The three women and six children from a breakaway Mormon community with dual US-Mexican nationality were on a remote road in a lawless region between the states of Chihuahua and Sonora when gunmen attacked their cars, a crime that sparked outrage on both sides of the border.
The authorities have kept a tight lid on the investigation, but said last month they had made seven arrests.
They now suspect many more people than that were involved, said lawyer Abel Murrieta, following a meeting between victims' relatives and Attorney General Alejandro Hertz in Mexico City.
"At least 40 people took part on the ground," Murrieta told journalists after the meeting between Hertz and his clients, the LeBaron family.
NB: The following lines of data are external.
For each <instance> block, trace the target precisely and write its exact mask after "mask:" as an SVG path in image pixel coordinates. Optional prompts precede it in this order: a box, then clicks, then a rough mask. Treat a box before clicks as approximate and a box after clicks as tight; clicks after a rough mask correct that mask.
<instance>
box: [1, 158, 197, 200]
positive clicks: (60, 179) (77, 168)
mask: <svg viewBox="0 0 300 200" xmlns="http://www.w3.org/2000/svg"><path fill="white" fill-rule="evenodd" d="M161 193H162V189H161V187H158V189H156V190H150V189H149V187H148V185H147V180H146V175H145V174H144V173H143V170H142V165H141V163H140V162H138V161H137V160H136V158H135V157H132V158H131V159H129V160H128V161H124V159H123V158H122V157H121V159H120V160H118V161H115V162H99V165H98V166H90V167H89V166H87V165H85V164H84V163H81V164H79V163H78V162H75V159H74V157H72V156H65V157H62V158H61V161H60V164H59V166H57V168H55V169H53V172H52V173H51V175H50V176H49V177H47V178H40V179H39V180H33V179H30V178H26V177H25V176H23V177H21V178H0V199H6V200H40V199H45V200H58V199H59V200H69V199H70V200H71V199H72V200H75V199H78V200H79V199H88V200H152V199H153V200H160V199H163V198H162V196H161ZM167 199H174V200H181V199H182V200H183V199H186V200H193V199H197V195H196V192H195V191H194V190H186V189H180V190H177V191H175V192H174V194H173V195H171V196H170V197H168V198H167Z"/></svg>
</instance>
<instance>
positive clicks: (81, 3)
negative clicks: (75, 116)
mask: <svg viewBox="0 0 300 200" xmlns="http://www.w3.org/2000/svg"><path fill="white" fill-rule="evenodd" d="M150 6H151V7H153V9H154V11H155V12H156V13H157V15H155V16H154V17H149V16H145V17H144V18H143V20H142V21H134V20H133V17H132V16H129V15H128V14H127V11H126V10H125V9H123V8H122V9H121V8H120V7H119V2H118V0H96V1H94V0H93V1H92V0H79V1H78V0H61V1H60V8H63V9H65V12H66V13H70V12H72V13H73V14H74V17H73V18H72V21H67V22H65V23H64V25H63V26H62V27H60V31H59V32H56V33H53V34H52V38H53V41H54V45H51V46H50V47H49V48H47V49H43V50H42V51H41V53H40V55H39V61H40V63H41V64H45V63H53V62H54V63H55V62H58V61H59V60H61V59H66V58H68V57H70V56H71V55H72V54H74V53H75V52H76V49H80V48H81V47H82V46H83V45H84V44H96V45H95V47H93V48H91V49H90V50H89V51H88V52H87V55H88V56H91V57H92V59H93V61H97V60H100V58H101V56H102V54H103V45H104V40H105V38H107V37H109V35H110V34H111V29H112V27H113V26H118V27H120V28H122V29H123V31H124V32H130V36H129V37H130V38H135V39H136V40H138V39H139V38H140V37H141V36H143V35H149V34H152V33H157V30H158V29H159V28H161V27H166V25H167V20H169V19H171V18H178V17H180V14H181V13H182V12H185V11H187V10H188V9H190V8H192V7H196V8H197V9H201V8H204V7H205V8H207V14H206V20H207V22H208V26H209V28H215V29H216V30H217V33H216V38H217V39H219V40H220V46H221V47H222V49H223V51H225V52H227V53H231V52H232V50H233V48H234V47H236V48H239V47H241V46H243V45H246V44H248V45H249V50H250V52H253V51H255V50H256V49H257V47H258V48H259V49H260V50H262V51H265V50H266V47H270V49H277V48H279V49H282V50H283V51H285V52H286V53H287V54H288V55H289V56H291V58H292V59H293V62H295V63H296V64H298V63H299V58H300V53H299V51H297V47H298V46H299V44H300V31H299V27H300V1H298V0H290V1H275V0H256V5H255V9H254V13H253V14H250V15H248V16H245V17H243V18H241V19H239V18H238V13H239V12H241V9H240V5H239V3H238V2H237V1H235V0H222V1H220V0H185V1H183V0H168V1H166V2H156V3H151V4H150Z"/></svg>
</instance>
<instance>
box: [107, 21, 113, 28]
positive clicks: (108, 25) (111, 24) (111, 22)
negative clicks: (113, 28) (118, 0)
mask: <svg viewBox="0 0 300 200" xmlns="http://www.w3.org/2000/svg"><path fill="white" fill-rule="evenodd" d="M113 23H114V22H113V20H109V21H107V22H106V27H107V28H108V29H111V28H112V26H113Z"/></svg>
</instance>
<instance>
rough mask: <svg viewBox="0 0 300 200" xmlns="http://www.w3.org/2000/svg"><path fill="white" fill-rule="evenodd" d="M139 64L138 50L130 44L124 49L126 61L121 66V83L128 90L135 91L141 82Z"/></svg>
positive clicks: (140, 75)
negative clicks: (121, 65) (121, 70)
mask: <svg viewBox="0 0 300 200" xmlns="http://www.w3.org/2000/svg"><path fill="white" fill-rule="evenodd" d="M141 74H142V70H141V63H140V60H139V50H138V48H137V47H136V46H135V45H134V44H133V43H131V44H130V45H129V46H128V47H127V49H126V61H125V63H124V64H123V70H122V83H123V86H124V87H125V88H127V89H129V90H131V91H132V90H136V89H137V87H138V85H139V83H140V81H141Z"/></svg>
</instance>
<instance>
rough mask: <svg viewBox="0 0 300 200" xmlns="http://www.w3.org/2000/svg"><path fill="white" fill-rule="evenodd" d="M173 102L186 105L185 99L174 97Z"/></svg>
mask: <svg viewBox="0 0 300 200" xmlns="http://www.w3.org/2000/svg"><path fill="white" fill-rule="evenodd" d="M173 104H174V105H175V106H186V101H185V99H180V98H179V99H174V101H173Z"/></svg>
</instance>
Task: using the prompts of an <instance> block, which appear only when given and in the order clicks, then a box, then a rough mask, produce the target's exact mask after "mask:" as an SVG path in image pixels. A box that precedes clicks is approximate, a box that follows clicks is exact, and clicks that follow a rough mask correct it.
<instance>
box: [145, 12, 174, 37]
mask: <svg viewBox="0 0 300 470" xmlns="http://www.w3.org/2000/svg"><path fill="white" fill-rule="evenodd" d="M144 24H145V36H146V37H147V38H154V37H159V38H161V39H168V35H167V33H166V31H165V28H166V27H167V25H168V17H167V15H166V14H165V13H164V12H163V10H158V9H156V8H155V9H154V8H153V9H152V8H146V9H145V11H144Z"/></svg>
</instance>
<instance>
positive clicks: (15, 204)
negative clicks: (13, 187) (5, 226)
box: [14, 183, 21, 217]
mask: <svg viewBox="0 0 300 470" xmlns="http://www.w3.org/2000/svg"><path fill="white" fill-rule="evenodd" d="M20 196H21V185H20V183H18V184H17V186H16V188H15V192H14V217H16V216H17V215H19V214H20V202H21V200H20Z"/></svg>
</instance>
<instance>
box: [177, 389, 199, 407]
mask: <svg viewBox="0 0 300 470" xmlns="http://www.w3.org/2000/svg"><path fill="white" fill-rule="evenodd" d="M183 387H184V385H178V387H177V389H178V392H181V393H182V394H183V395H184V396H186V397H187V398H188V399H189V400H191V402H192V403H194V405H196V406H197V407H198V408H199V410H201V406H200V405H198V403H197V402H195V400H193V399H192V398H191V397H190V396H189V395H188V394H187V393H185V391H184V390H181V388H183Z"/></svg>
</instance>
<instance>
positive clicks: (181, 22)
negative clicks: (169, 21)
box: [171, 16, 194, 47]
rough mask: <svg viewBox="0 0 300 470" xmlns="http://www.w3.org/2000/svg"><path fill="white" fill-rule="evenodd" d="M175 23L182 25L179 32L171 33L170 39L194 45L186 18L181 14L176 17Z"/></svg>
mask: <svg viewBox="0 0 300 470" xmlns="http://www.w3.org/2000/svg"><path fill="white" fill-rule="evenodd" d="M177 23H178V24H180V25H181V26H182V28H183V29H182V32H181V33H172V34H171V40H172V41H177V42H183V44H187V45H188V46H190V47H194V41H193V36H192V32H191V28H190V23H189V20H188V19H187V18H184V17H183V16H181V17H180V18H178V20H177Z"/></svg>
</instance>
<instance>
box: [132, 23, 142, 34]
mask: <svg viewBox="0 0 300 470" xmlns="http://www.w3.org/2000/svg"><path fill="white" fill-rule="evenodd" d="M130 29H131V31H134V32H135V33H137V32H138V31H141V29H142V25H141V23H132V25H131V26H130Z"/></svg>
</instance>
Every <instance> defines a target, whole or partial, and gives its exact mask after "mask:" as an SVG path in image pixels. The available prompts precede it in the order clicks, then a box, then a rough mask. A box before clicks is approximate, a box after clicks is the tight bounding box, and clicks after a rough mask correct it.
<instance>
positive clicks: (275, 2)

"They all come from Chihuahua.... But they've only been identified by their nicknames," said Julian LeBaron, a relative of Rhonita Miller, one of the three mothers killed in the attack.
Mexican authorities, who are cooperating with the US Federal Bureau of Investigation (FBI) on the case, say the attack was executed by the La Linea drug cartel.
Officials say they believe the cartel mistook the families for members of a rival gang. But some relatives have rejected that theory, saying they believe they were deliberately targeted.
In the wake of the killings, President Donald Trump urged Mexico to wage "war" on its drug cartels with US help. He later vowed to add Mexican cartels to the US blacklist of terrorist organizations.
Mexican President Andres Manuel Lopez Obrador rejected that proposal, which Trump eventually backed away from.